All of it is here, between the lines or on the page, and it
makes the space in which Nick walks feel dynamic and alive. Here, the idea of
London in that one moment is captured on the page, and it feels real, from the
tops of the towers down to the much clogging the drains. If the
characterisation is top-notch, the world-building, in constructing that
recognisable place, is superb.
So, it’s got some cracking characters, ones you’ll love and
ones you’ll love to hate. But what about the story?

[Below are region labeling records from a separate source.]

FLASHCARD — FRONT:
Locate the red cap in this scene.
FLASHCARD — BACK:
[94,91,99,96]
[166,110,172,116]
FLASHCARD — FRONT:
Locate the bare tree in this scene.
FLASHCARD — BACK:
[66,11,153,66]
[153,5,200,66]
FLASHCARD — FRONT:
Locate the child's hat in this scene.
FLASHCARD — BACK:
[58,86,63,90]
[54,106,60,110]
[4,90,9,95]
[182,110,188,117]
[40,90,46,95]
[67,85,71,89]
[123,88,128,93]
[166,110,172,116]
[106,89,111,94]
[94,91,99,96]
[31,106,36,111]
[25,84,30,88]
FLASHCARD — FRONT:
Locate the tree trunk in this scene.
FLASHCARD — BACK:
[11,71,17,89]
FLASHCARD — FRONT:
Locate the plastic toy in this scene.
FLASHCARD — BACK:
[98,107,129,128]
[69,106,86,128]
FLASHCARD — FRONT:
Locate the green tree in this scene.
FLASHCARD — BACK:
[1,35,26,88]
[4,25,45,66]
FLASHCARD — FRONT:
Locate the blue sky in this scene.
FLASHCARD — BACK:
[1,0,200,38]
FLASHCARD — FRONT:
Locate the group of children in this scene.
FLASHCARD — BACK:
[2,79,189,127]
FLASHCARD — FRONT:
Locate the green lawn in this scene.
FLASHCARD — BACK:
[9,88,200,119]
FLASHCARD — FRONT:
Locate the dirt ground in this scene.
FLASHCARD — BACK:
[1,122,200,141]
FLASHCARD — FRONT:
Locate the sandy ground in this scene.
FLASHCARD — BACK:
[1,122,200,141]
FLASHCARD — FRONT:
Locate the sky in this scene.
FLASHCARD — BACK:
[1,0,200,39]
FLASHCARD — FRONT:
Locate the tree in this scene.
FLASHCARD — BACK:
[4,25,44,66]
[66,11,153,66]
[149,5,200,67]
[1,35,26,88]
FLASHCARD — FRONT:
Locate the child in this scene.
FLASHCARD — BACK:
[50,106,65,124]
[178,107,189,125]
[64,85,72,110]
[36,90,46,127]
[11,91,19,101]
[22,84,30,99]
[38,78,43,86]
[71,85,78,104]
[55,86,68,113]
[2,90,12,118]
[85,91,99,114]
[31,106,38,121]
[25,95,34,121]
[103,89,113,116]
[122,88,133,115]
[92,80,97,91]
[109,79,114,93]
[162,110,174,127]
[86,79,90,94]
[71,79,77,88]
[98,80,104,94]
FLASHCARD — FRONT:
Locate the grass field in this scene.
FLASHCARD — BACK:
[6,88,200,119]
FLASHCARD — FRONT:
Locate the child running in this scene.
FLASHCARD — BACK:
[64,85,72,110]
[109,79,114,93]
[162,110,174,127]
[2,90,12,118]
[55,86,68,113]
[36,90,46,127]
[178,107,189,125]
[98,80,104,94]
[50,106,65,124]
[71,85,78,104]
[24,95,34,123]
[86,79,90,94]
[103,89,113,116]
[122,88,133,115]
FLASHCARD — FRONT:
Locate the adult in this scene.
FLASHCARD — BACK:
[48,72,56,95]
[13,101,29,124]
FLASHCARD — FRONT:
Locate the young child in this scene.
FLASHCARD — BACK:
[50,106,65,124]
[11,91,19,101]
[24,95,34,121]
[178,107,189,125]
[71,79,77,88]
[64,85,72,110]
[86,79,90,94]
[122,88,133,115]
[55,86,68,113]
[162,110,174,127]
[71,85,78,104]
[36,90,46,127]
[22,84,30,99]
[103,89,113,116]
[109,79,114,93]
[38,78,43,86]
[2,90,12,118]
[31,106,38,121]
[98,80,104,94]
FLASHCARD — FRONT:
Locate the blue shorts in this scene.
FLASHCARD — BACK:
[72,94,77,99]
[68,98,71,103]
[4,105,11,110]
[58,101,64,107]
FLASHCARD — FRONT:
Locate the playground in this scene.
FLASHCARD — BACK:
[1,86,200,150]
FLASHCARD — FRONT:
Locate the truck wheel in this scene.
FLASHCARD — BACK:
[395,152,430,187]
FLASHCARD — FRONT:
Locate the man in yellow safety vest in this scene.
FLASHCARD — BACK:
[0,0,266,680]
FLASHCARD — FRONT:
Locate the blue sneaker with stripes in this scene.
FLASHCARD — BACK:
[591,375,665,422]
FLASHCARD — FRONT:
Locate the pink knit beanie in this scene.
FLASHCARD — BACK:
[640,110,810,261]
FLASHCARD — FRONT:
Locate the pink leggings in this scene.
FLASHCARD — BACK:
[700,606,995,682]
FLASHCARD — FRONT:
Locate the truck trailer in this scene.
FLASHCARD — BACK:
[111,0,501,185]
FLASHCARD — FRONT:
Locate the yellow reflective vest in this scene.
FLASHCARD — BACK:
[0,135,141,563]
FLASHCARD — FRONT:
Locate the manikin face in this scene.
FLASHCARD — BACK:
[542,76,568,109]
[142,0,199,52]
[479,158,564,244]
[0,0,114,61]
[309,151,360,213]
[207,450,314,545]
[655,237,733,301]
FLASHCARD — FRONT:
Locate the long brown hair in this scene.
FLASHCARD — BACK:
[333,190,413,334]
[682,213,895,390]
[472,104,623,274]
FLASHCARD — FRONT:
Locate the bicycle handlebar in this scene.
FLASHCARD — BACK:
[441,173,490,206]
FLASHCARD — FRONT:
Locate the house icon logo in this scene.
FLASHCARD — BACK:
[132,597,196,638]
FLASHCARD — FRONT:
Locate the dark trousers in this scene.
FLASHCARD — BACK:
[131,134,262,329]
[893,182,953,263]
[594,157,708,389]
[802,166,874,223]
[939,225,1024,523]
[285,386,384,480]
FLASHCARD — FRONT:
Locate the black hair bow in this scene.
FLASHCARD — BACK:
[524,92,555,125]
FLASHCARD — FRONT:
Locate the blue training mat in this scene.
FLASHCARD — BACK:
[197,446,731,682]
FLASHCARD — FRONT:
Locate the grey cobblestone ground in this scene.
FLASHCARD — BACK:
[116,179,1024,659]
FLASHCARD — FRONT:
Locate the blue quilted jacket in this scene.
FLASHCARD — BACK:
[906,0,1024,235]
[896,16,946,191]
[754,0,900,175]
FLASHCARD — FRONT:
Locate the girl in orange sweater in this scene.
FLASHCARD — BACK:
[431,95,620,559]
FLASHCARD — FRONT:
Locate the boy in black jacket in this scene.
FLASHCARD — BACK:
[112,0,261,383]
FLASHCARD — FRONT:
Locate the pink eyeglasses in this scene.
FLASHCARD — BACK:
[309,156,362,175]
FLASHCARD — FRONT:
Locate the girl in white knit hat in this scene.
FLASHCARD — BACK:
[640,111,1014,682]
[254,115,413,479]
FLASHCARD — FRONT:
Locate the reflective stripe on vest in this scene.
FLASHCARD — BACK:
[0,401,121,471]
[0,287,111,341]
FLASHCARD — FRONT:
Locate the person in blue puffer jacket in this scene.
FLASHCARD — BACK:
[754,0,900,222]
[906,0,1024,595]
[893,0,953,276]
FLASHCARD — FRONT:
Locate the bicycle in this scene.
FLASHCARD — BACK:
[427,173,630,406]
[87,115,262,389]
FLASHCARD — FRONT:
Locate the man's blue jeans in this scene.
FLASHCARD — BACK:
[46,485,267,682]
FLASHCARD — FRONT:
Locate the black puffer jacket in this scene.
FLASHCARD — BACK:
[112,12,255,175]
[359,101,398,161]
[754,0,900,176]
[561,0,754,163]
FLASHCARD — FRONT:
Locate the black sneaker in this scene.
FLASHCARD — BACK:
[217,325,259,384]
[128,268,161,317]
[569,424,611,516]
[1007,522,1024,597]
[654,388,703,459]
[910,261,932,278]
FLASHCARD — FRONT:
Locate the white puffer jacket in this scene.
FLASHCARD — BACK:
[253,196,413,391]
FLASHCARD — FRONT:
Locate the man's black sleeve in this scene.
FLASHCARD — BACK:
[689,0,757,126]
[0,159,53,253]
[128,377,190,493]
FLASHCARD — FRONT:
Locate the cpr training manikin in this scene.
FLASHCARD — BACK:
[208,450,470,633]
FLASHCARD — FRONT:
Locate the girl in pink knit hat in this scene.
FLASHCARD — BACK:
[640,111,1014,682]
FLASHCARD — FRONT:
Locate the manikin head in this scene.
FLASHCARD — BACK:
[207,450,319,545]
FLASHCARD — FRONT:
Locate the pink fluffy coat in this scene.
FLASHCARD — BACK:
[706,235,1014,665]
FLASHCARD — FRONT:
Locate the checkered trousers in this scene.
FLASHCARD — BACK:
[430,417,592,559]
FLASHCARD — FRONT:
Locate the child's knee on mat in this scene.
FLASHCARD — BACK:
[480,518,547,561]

As usual, no spoilers. But I’ll say this It works. In part
it’s a coming of age, as Nick tries to deal with his own imminent mortality,
and with the struggles he’s having with his friends, and even (horrors),
romantically. But it’s also got a personal dimension, as Nick and the gang work
to save, if not the world, at least themselves – while figuring out who exactly
they are. There’s some wonderful dialogue, which made me chuckle at its teen
awkwardness in one breath and wrung my heart at its genuine, raw emotion in the
next. It’s a story which opens strongly, and one which won’t let you go. It’s a
story about making hard choices, and about growing up. It’s a story about
deciding who you are, or want to be. And it’s an absolutely cracking read, for
that. I genuinely couldn’t put it down once I started, and if the characters
and the world helped build that, the need to see what happened next, the way
the story pulled me into the world, the way I was gripped by every page – that surely
put the capstone on it.
This is, to be simple about it, a really enjoyable, clever
work of science fiction, which invites you to wrestle with some big ideas alongside
a compelling and personal story. Pick it up, you won’t regret it.